BALTIMORE, MARYLAND – April 6, 2011 - The American Cancer Society, the largest non-government, not-for-profit funding source of cancer research in the United States, has awarded two grants totaling $732,000 to researchers at Johns Hopkins University and Mercy Medical Center, both in Baltimore, Maryland. The grants, which go into effect July 1, 2011, are among 132 national research and training grants totaling $51,473,000 in the second of two grants cycles for 2011.
For more than 60 years, the American Cancer Society has funded research and training of health professionals to investigate the causes, prevention, and early detection of cancer, as well as new treatments, cancer survivorship, and end of life support for patients and their families. Since its founding in 1946, the American Cancer Society’s extramural research grants program has devoted more than $3.5 billion to cancer research. It has funded 44 researchers who have gone on to win the Nobel Prize.

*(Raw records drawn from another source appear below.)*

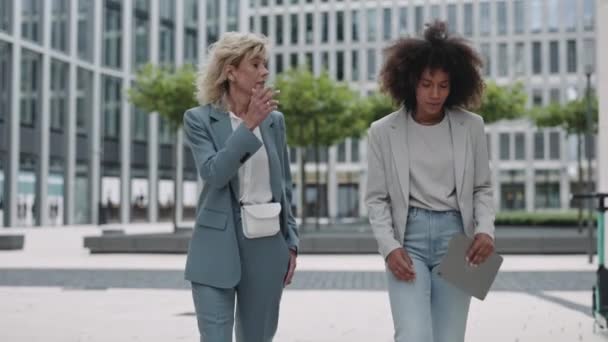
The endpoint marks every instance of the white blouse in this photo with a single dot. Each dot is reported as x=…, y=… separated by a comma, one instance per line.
x=254, y=174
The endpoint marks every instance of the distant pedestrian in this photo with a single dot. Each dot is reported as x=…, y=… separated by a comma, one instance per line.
x=428, y=179
x=245, y=241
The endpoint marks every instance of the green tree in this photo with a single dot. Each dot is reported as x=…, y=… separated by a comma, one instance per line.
x=572, y=117
x=502, y=102
x=318, y=111
x=169, y=92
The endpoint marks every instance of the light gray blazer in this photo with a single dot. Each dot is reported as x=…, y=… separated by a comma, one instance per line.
x=387, y=196
x=213, y=256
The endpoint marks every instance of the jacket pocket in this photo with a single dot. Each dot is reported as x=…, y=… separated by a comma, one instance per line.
x=209, y=218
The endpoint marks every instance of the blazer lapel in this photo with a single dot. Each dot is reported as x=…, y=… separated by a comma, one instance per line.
x=267, y=129
x=398, y=139
x=459, y=146
x=222, y=127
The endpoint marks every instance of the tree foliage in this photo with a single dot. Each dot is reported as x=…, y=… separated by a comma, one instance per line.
x=165, y=90
x=502, y=102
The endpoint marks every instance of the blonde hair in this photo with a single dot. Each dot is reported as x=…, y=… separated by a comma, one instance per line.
x=231, y=49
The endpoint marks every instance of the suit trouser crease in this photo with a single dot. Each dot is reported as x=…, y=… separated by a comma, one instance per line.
x=264, y=264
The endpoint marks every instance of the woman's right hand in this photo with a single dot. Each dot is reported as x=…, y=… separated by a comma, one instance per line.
x=260, y=105
x=400, y=263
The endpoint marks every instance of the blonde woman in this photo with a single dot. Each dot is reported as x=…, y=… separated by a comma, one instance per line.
x=245, y=240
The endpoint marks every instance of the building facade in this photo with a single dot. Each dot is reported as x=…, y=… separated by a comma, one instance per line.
x=75, y=151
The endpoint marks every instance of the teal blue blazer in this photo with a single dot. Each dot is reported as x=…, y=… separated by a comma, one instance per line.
x=213, y=255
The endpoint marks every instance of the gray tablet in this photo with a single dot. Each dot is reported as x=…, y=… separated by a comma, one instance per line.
x=475, y=281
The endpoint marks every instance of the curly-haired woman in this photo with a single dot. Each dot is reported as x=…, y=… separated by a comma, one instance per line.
x=429, y=178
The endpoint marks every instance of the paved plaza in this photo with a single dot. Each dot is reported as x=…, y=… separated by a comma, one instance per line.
x=55, y=291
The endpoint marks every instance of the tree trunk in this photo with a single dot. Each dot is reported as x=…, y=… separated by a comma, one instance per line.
x=580, y=189
x=317, y=183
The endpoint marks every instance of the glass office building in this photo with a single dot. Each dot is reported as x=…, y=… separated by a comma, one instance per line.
x=74, y=150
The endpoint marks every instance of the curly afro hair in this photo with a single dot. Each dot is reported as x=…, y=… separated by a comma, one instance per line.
x=407, y=58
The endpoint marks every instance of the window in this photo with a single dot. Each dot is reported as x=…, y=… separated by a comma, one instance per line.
x=263, y=26
x=539, y=145
x=324, y=27
x=505, y=146
x=355, y=25
x=310, y=63
x=294, y=28
x=293, y=60
x=166, y=35
x=554, y=145
x=371, y=64
x=355, y=65
x=309, y=29
x=111, y=107
x=403, y=20
x=30, y=86
x=519, y=16
x=520, y=146
x=537, y=59
x=452, y=18
x=553, y=15
x=59, y=25
x=468, y=19
x=278, y=63
x=112, y=35
x=139, y=125
x=553, y=57
x=141, y=29
x=486, y=55
x=5, y=79
x=386, y=24
x=213, y=21
x=537, y=97
x=419, y=19
x=519, y=61
x=340, y=26
x=31, y=20
x=484, y=18
x=6, y=10
x=501, y=17
x=536, y=16
x=59, y=94
x=589, y=15
x=232, y=15
x=84, y=100
x=503, y=60
x=569, y=14
x=278, y=26
x=340, y=65
x=325, y=61
x=372, y=25
x=571, y=56
x=555, y=95
x=589, y=48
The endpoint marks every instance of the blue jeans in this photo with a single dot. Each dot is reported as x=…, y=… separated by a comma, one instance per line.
x=428, y=309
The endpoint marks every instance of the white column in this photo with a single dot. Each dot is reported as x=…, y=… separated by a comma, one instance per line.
x=125, y=117
x=179, y=137
x=13, y=127
x=332, y=185
x=69, y=171
x=43, y=124
x=95, y=122
x=153, y=123
x=602, y=80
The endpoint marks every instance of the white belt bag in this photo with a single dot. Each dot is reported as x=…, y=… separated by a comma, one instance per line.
x=260, y=220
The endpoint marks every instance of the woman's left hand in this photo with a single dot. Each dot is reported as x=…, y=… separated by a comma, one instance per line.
x=291, y=268
x=481, y=248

With the support of the American Cancer Society, in 2011 researchers like Patrick Brown, MD, the director of pediatric leukemia and lymphoma program at the Sidney Kimmel Comprehensive Cancer Center at Johns Hopkins Hospital, are focusing on new discoveries to help achieve the Society’s goal of eliminating cancer as a major health problem. Dr. Brown, an assistant professor of oncology and pediatrics at Johns Hopkins Hospital, received a Research Scholar Grant from the Society for his work in improving the outcome for childhood leukemia with targeted epigenetic therapy. The standard treatments for childhood leukemia, including intensive chemotherapy and, in some cases, bone marrow transplantation, can cause significant, and not uncommonly debilitating, acute and late complications. Dr. Brown’s research focuses on developing new treatments that are just as effective against the disease, but less toxic to the patient and that will ultimately result in significant improvements in the cure rates for children diagnosed with leukemia.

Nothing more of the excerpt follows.